In 2011, based on the 2010 statutory net income and statutory capital and surplus levels, the maximum amount of ordinary dividends which could be paid is $2.5 million from UPCIC and $1.2 million from APPCIC. For the nine months ended September 30, 2011, no dividends were paid from UPCIC or APPCIC to their parent company.

The Florida Insurance Code requires companies to maintain capitalization equivalent to the greater of ten percent of the insurer’s total liabilities or $5.0 million. Ten percent of UPCIC’s total liabilities were $42.9 million and $32.9 million at September 30, 2011, and December 31, 2010, respectively. Ten percent of APPCIC’s total liabilities were $64 thousand and $83 thousand at September 30, 2011 and December 31, 2010, respectively. UPCIC’s statutory capital and surplus was $95.6 million and $115.9 million at September 30, 2011, and December 31, 2010, respectively.

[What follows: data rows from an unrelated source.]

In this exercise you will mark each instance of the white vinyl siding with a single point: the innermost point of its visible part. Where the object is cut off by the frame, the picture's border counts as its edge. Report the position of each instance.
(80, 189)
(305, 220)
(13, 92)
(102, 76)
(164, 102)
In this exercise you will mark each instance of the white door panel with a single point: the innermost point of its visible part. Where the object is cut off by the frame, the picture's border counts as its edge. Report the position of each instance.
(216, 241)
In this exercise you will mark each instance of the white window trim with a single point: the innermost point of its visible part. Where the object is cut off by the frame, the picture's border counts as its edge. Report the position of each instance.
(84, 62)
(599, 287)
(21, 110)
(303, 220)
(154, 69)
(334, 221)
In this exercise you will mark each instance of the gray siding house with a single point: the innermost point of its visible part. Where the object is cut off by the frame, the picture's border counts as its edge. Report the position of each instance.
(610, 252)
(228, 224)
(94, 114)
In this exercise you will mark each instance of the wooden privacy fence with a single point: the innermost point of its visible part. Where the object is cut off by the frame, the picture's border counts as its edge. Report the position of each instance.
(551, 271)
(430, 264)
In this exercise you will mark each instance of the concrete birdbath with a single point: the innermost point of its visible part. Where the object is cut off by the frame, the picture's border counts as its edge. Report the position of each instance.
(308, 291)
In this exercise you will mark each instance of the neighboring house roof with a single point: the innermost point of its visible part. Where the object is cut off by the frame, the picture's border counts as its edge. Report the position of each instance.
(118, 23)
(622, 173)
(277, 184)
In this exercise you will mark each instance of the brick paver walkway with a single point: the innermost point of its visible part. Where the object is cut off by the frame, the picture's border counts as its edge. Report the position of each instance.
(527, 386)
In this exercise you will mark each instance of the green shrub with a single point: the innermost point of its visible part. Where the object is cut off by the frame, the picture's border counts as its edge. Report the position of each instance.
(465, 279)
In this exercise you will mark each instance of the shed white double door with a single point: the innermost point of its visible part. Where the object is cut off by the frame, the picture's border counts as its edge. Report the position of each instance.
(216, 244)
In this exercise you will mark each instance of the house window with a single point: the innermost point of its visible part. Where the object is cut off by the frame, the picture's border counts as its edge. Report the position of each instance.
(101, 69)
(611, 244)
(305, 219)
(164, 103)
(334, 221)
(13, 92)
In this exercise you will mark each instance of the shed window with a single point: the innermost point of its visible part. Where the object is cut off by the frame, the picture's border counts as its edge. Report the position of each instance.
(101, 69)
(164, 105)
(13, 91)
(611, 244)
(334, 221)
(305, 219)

APPCIC’s statutory capital and surplus was $9.4 million and $11.3 million at September 30, 2011, and December 31, 2010, respectively. At such dates, both UPCIC and APPCIC met the Florida capitalization requirement. UPCIC and APPCIC are also required to adhere to prescribed premium-to-capital surplus ratio and have met those requirements at such dates.

Through Universal Insurance Holdings Company of Florida, UPCIC’s parent company, UIH made capital contributions of $5.0 million and $12.0 million to UPCIC in June 2011, and September 2011, respectively.